Jak poznałam się z Rolandem
Cześć !
Pewnie pod tym postem pojawi się dużo hejt`ów, ale szczerze mówiąc mam to gdzieś.
W dzisiejszym poście postanowiłam, że napiszę na temat tego jak poznałam się z moim chłopakiem Rolandem, ponieważ niektóre z Was chciały, aby pojawił się post na ten temat na blogu.

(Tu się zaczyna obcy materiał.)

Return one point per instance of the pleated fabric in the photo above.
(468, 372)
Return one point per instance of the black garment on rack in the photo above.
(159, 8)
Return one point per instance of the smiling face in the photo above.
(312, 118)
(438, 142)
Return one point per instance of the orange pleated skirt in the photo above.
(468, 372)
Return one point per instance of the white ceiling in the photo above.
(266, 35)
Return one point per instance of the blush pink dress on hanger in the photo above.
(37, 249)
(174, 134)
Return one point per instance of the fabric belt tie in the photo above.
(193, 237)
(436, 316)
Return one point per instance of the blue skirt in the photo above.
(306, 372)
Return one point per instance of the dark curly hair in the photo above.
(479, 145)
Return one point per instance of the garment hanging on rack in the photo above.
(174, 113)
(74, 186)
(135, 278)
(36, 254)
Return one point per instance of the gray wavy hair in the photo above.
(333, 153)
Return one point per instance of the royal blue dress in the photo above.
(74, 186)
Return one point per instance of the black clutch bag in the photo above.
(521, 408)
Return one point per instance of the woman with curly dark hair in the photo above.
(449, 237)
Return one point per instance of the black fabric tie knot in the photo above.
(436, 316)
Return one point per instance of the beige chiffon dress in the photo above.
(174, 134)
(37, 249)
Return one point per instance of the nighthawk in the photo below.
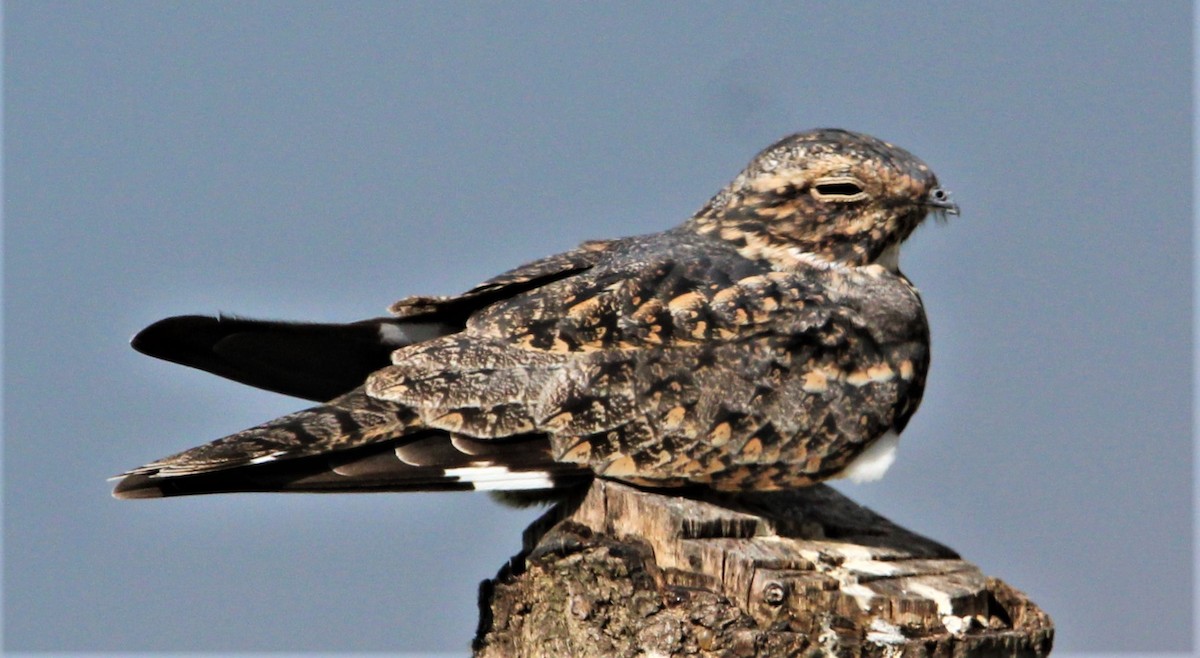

Z Rolandem spotkałam się pierwszy raz 4 września 2014 roku pod budynkiem telewizji TVN, ponieważ naszą wspólną pasją jest zbieranie autografów, więc na początku nasza rozmowa dotyczyła tematu autografów, a dokładniej mówiąc on mi opowiadał o swojej kolekcji, a ja jemu o swojej. Oprócz tego rozmawialiśmy również na inne różne tematy, gdy już odchodziłam podał mi swój numer telefonu oraz imię i nazwisko. Szczerze mówiąc na początku się zastanawiałam czy zaprosić go do znajomych na Facebooku oraz czy do niego zadzwonić, ale z drugiej strony sobie pomyślałam co mi tam szkodzi. Gdy spotkałam się z nim drugi raz to najpierw przez miesiąc gdzieś ze sobą pisaliśmy i rozmawialiśmy. Nasze drugie spotkanie miało miejsce w październiku i miało być ono spotkaniem przyjacielskim, ale to właśnie w tedy doszło do pierwszego pocałunku. Szczerze mówiąc tak naprawdę oboje nie wiemy jak doszło do tego, że się w sobie zakochaliśmy i pomimo tego, że znamy się 4 miesiące to darzymy się wielkim uczuciem. Mieszkamy od siebie w granicy 200 km, więc zawsze jak się widzimy to spędzamy ze sobą minimum 5 wspaniałych i nie zapomnianych dni. Jak się nie widzimy to dzwonimy do siebie kilka razy dziennie i piszemy ze sobą na Facebooku. Nasze rozmowy polegają na tym co się u nas dzieje w danej chwili, na temat tego, że bardzo za sobą tęsknimy, oraz mówieniu słów "Kocham Cię" nawet po kilka razy dziennie. Jeśli chodzi o różnice wieku między nami to wynosi ona 8 lat, ale jak to się mówi wiek to tylko liczba i w miłości nie ma on znaczenia.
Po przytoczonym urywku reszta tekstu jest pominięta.